Verified public-search portals (no auth, scrape-friendly HTML/JSON):

  • UThttps://hslic.utah.gov/ (Human Services License Information Lookup)
  • CAhttps://www.ccld.dss.ca.gov/transparencyapi/api/facilities (Community Care Licensing API)
  • TXhttps://www.hhs.texas.gov/providers/long-term-care-providers/childrens-residential-facility-reimbursement-methodology + search portal
  • FLhttps://apps.myflfamilies.com/provider/ (DCF provider search)
  • NYhttps://omh.ny.gov/omhweb/resources/providers/ (OMH provider directory)
  • MThttps://dphhs.mt.gov/qad/licensure/licensedfacilitieslist (static list)
  • AZhttps://azcarecheck.azdhs.gov/ (public search)
  • COhttps://apps.colorado.gov/apps/oapa/licensee.aspx (Office of Early Childhood)
  • ORhttps://ccld.oregon.gov/ccld/search/ (Care Provider Directory)
  • WAhttps://fortress.wa.gov/dshs/adsaapps/lookup/ (LTC lookup)
  • ILhttps://www2.illinois.gov/dcfs/brighterfutures/Pages/default.aspx
  • MAhttps://www.mass.gov/lists/licensed-residential-treatment-programs
  • PAhttps://www.dhs.pa.gov/Services/Assistance/Pages/Child-Residential-Facility.aspx

States requiring FOIA / no public portal (documented as BLOCKED for Phase C v1):

  • AL, AK, AR, DE, GA, HI, ID, IN, IA, KS, KY, LA, ME, MD, MI, MN, MS, MO, NE, NV, NH, NJ, NM, NC, ND, OH, OK, RI, SC, SD, TN, VT, VA, WV, WI, WY

The scraper job stub lists URL patterns for the 13 verified states and marks the rest "FOIA required."
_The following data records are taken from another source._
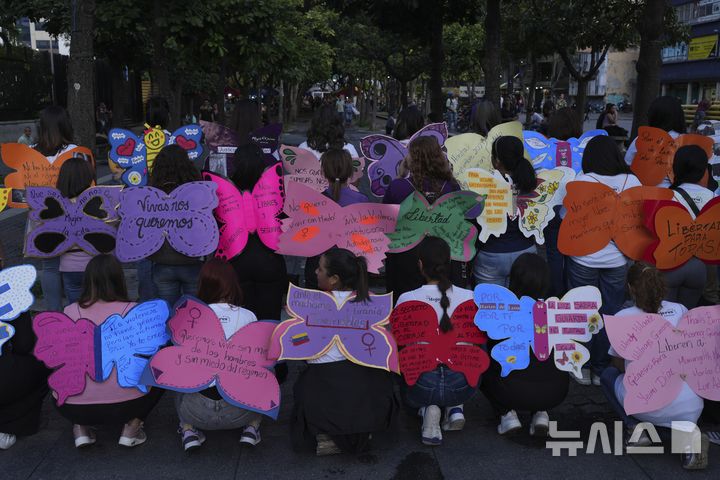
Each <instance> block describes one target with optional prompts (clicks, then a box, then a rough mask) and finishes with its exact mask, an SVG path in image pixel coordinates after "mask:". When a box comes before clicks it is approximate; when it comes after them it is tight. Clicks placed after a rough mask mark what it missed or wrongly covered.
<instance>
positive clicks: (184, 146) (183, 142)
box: [175, 135, 197, 150]
mask: <svg viewBox="0 0 720 480" xmlns="http://www.w3.org/2000/svg"><path fill="white" fill-rule="evenodd" d="M175 143H177V144H178V145H180V146H181V147H182V148H183V149H185V150H192V149H193V148H195V147H196V146H197V143H195V140H188V139H187V138H185V137H183V136H182V135H178V136H177V138H176V139H175Z"/></svg>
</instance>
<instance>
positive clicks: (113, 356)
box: [96, 300, 170, 392]
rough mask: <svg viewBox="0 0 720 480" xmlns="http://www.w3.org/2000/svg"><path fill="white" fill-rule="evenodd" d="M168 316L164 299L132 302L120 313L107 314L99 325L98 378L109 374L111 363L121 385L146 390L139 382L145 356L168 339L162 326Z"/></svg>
mask: <svg viewBox="0 0 720 480" xmlns="http://www.w3.org/2000/svg"><path fill="white" fill-rule="evenodd" d="M169 316H170V310H169V308H168V305H167V302H165V301H164V300H152V301H149V302H144V303H141V304H139V305H136V306H135V307H133V308H132V309H131V310H130V311H129V312H128V313H127V315H125V316H124V317H123V316H122V315H119V314H115V315H111V316H110V317H108V318H107V320H105V322H103V324H102V325H101V326H100V329H99V330H100V345H99V349H100V359H101V363H102V370H101V373H102V380H107V379H108V377H110V374H111V373H112V370H113V366H115V367H116V368H117V378H118V384H119V385H120V386H121V387H126V388H131V387H135V388H137V389H138V390H140V391H142V392H146V391H147V387H146V386H145V385H142V384H141V383H140V377H141V375H142V372H143V370H144V369H145V367H146V366H147V363H148V360H149V359H148V358H146V357H149V356H151V355H153V354H155V353H156V352H157V351H158V350H159V349H160V347H162V346H163V345H165V344H166V343H167V342H168V341H169V340H170V336H169V335H168V332H167V329H166V328H165V323H166V322H167V319H168V317H169ZM97 348H98V346H97V345H96V350H97Z"/></svg>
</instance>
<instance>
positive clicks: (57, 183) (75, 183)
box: [55, 157, 95, 198]
mask: <svg viewBox="0 0 720 480" xmlns="http://www.w3.org/2000/svg"><path fill="white" fill-rule="evenodd" d="M94 180H95V175H93V171H92V168H91V167H90V164H89V163H88V162H86V161H85V160H84V159H82V158H80V157H73V158H68V159H67V160H65V162H64V163H63V164H62V166H61V167H60V172H59V173H58V179H57V182H56V183H55V188H57V189H58V190H60V194H62V196H63V197H65V198H75V197H77V196H78V195H80V194H81V193H82V192H84V191H85V190H87V189H88V188H90V186H91V185H92V182H93V181H94Z"/></svg>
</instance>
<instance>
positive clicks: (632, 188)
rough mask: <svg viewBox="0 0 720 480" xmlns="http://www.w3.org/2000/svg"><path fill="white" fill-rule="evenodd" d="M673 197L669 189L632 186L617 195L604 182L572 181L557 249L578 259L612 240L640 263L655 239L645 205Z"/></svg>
mask: <svg viewBox="0 0 720 480" xmlns="http://www.w3.org/2000/svg"><path fill="white" fill-rule="evenodd" d="M672 198H673V192H672V190H669V189H667V188H657V187H633V188H629V189H627V190H625V191H623V192H622V193H620V194H619V195H618V194H617V193H615V191H613V189H612V188H610V187H608V186H606V185H603V184H601V183H595V182H570V183H568V185H567V195H566V196H565V200H564V201H563V205H564V206H565V208H566V210H567V215H566V216H565V218H564V219H563V221H562V224H560V235H559V237H558V248H559V250H560V252H562V253H563V254H565V255H569V256H573V257H578V256H582V255H589V254H591V253H595V252H598V251H600V250H602V249H603V248H604V247H605V246H606V245H607V244H608V243H610V241H611V240H612V241H614V242H615V244H616V245H617V247H618V249H619V250H620V251H621V252H622V253H623V254H624V255H625V256H627V257H630V258H632V259H633V260H640V259H642V258H643V255H644V254H645V251H646V250H647V248H648V247H649V246H650V245H651V244H652V243H653V240H654V239H653V236H652V234H651V233H650V232H649V231H648V230H647V229H646V228H645V222H644V217H645V215H644V212H643V202H644V201H645V200H671V199H672Z"/></svg>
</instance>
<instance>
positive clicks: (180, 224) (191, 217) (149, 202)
mask: <svg viewBox="0 0 720 480" xmlns="http://www.w3.org/2000/svg"><path fill="white" fill-rule="evenodd" d="M216 189H217V185H216V184H215V183H213V182H189V183H186V184H183V185H180V186H179V187H177V188H176V189H175V190H173V191H172V192H170V194H166V193H165V192H163V191H162V190H158V189H157V188H153V187H134V188H126V189H124V190H123V191H122V193H121V195H120V207H119V208H118V214H119V215H120V226H119V227H118V237H117V249H116V252H115V255H116V256H117V258H118V260H120V261H121V262H134V261H137V260H140V259H142V258H147V257H149V256H150V255H152V254H153V253H155V252H157V251H158V250H160V247H162V246H163V243H165V240H167V241H168V242H169V243H170V246H171V247H172V248H174V249H175V250H176V251H177V252H179V253H182V254H183V255H187V256H188V257H202V256H204V255H210V254H211V253H213V252H214V251H215V249H216V248H217V246H218V242H219V240H220V235H219V232H218V226H217V222H216V221H215V218H214V217H213V214H212V211H213V210H214V209H215V207H217V205H218V200H217V196H216V195H215V191H216Z"/></svg>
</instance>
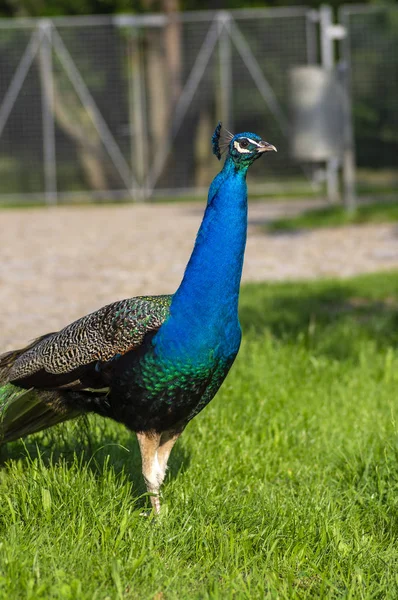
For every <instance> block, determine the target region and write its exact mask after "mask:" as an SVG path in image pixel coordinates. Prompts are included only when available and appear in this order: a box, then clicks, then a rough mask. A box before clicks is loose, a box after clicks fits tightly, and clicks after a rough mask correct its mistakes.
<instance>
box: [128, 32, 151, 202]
mask: <svg viewBox="0 0 398 600" xmlns="http://www.w3.org/2000/svg"><path fill="white" fill-rule="evenodd" d="M130 27H131V29H130V37H129V40H128V66H129V68H128V83H129V130H130V131H129V134H130V153H131V173H134V166H135V167H136V173H137V183H135V182H134V180H132V182H131V194H132V195H134V192H135V194H136V197H137V200H145V199H146V196H147V194H146V191H145V179H146V176H147V171H148V155H147V144H146V143H145V140H147V139H148V134H147V128H146V106H145V92H144V85H145V84H144V82H143V72H142V71H143V57H142V50H141V31H140V29H139V27H138V26H137V25H130ZM135 188H136V189H135Z"/></svg>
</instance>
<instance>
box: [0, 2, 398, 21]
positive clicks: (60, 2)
mask: <svg viewBox="0 0 398 600" xmlns="http://www.w3.org/2000/svg"><path fill="white" fill-rule="evenodd" d="M324 3H325V2H324V0H306V1H305V2H303V1H302V0H267V1H266V2H265V1H264V0H0V15H1V16H4V17H27V16H30V17H45V16H61V15H89V14H111V13H120V12H136V13H143V12H157V11H165V12H170V11H174V10H201V9H207V10H217V9H233V8H254V7H267V6H269V7H273V6H294V5H297V6H303V5H305V6H314V7H317V6H320V5H321V4H324ZM350 3H352V4H357V3H358V2H357V1H356V0H345V1H344V2H343V1H342V0H330V1H329V2H328V4H330V5H332V6H335V7H338V6H339V5H340V4H350ZM361 3H363V4H365V3H366V4H379V3H380V0H362V2H361ZM383 3H384V4H386V2H383ZM390 3H391V4H394V3H395V2H394V1H393V0H391V2H390Z"/></svg>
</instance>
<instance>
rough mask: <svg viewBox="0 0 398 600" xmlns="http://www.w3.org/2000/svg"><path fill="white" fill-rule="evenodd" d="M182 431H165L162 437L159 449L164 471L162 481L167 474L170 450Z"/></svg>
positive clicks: (163, 469)
mask: <svg viewBox="0 0 398 600" xmlns="http://www.w3.org/2000/svg"><path fill="white" fill-rule="evenodd" d="M181 433H182V429H181V430H180V431H178V432H176V431H164V432H163V433H162V435H161V437H160V443H159V447H158V450H157V455H158V463H159V467H160V469H161V471H162V483H163V480H164V478H165V475H166V470H167V462H168V460H169V456H170V452H171V451H172V449H173V446H174V444H175V443H176V441H177V440H178V438H179V437H180V435H181Z"/></svg>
Test results summary (Phase A)

# Source Status Notes
1 CMS IPFQR OK q9vs-r7wp returned facility rows
2 CMS Hospital Compare OK xubh-q36u returned
3 CMS POS OK catalog reachable, bulk CSV
4 CMS Nursing Home OK 4pq5-n9py returned
5 SAMHSA Locator OK 96,009 records confirmed
6 SAMHSA N-SSATS/N-MHSS OK (bulk) ZIP download, no API
7 CDC WONDER OK POST XML required, landing 200
8 CDC BRFSS OK Socrata JSON returned
9 CDC YRBSS OK 3qty-g4aq + uqmk-4y2w
10 IDEA Part B OK (static) Static CSV; no API
11 NSCH OK (bulk) HRSA year files
12 BLS OES OK API responds; needs real series IDs
13 HRSA HPSA MH OK 23 MB CSV download confirmed
14 NPPES OK 2 results returned for NY psych

Blocked until auth/application:

  • HCUP (DUA), NEMSIS (application), FL AHCA identified, NY SPARCS identified.